Guadalupe Moreno, who works for Statista, a German data company, said she considered Spain’s testing data to be too incomplete to feature in her comparative research.

“It seems that the Spanish authorities are themselves no longer clear about how many tests are being conducted in Spain,” she said.

Even so, about 15 percent of Spain’s population is estimated to already have been infected — by far the highest proportion among 11 European countries included in a recent study by scientists from Imperial College London.

The biggest victims of the confused response, beyond those left sickened or dead by the virus, are Spain’s doctors and nurses, who themselves have been infected in staggering numbers.
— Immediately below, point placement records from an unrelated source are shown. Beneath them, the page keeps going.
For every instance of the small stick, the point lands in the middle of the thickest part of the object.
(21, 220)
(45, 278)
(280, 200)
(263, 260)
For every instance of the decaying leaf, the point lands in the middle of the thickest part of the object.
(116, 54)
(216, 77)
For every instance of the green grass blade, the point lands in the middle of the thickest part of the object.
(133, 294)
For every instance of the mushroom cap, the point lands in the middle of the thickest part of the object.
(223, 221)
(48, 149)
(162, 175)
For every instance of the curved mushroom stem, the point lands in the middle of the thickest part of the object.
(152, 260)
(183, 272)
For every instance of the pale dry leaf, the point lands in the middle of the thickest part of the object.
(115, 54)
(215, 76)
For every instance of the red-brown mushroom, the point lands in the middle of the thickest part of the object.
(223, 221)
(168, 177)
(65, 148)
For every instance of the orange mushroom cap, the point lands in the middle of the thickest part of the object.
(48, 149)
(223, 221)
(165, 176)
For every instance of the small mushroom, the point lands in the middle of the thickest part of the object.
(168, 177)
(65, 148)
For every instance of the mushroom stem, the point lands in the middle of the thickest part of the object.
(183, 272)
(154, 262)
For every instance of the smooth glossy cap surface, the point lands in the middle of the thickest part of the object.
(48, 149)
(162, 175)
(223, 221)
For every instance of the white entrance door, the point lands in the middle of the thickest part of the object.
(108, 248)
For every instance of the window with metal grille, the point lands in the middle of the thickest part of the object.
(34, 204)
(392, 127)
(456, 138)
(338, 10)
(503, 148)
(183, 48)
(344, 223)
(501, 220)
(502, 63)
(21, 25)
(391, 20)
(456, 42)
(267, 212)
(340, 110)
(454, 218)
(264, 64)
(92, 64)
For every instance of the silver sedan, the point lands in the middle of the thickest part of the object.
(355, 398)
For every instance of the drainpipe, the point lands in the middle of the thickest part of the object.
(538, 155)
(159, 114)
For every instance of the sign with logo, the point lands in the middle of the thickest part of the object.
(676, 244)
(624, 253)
They have received an outpouring of solidarity and daily applause from the balconies of Spain’s 47 million confined residents, the vast majority of whom have respected a strict lockdown that will last until at least April 26.

“This crisis is likely to strengthen the horizontal bonds in our society, between citizens who are making big sacrifices, while weakening further the vertical one with the leadership at the top,” forecast Narciso Michavila, a sociologist and the president of GD3, a Spanish polling firm.

Damage from the distrust may already have been done. In one of his company’s recent surveys, published in the newspaper ABC, almost two-thirds of people accused the government of hiding information about the epidemic.

“No politician can be held responsible for creating this crisis,’’ Mr. Michavila said. “But some probably will be blamed for pouring oil rather than using a bucket of water to put out the fire.”